The film grossed $14.5 million in its opening weekend, finishing in 3rd at the box office behind TMNT ($24.3 million) and 300 ($19.9 million).

===Critical response===
On Rotten Tomatoes, the film holds an approval rating of 47% based on 152 reviews. The site's critics consensus reads, "With an implausible story and numerous plot holes, Shooter fails to distinguish itself from other mindless action-thrillers." Metacritic assigns the film a weighted average score of 53 out of 100, based on 33 critics, indicating "mixed or average reviews". Audiences polled by CinemaScore gave the film an average grade of "B+" on an A+ to F scale.
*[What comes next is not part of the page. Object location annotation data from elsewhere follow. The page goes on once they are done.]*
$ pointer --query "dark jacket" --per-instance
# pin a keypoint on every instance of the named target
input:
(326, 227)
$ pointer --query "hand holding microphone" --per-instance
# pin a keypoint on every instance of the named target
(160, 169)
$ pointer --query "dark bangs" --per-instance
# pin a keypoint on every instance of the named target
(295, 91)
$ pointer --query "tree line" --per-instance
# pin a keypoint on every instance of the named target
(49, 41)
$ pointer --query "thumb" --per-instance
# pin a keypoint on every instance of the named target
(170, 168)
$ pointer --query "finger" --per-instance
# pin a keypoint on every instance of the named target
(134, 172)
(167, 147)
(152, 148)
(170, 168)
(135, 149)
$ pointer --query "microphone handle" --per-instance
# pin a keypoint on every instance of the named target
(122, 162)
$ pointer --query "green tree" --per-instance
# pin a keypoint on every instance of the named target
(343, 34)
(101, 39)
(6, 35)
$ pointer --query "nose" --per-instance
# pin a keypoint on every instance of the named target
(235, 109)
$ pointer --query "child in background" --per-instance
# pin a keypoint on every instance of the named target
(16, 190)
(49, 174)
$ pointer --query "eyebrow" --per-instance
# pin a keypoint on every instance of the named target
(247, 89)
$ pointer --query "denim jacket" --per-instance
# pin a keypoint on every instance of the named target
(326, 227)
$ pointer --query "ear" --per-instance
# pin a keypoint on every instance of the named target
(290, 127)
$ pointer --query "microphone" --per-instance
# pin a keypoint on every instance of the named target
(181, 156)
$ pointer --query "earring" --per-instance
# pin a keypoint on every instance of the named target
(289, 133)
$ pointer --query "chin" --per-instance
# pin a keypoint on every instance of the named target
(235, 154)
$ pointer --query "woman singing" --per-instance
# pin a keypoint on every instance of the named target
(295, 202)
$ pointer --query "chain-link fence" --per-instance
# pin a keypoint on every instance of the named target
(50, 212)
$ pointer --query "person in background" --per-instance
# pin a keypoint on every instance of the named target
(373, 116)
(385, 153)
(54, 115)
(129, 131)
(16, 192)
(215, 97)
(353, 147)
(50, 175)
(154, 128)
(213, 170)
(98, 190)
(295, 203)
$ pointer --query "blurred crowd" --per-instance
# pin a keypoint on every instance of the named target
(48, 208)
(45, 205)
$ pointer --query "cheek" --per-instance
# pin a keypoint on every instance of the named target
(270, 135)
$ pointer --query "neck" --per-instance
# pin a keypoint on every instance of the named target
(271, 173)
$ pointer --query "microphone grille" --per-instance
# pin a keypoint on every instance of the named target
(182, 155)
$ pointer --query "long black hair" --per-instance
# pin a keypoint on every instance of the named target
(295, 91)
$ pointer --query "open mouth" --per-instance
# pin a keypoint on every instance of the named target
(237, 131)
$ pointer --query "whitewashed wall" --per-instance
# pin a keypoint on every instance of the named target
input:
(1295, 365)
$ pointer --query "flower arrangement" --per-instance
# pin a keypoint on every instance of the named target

Manohla Dargis of The New York Times called the film "a thoroughly reprehensible, satisfyingly violent entertainment about men and guns and things that go boom." Dargis described director Fuqua's technique as overshot and overedited, but said he has a knack for chaos and the result is "pretty enjoyable."
Kirk Honeycutt of The Hollywood Reporter gave a positive review but was critical of the weak characterization: "If the movie only lavished as much thought and care on its characters as it does on each intricate set piece, Shooter might have been a classic." Honeycutt says the problem is the screenplay by Jonathan Lemkin, and the source novel Point of Impact by film critic and author Stephen Hunter. He highlighted Peña for his performance, and praised the technical aspects of the film, particularly the stunt work, and the camera work of Peter Menzies Jr.
Tony Horkins of Empire magazine praised the movie: "The sequel-ready Swagger challenges Bourne's supremacy with an impressive shoot-'em-up, work-it-out action drama".

Some film critics saw the film as left-leaning in its politics, including arguing that the main villain (Senator Meachum) is an analogy for then Vice President Dick Cheney.

==Home media==

The DVD was released on June 26, 2007, reaching the top of the US sales charts. The film earned $57.6 million in DVD sales in the North America. Paramount Movies released the film on 4k Ultra HD Blu-ray on March 15, 2022.

==TV series==

In 2016, USA Network picked up a series of the same name based on the movie, with Wahlberg as a producer and Ryan Phillippe as Swagger.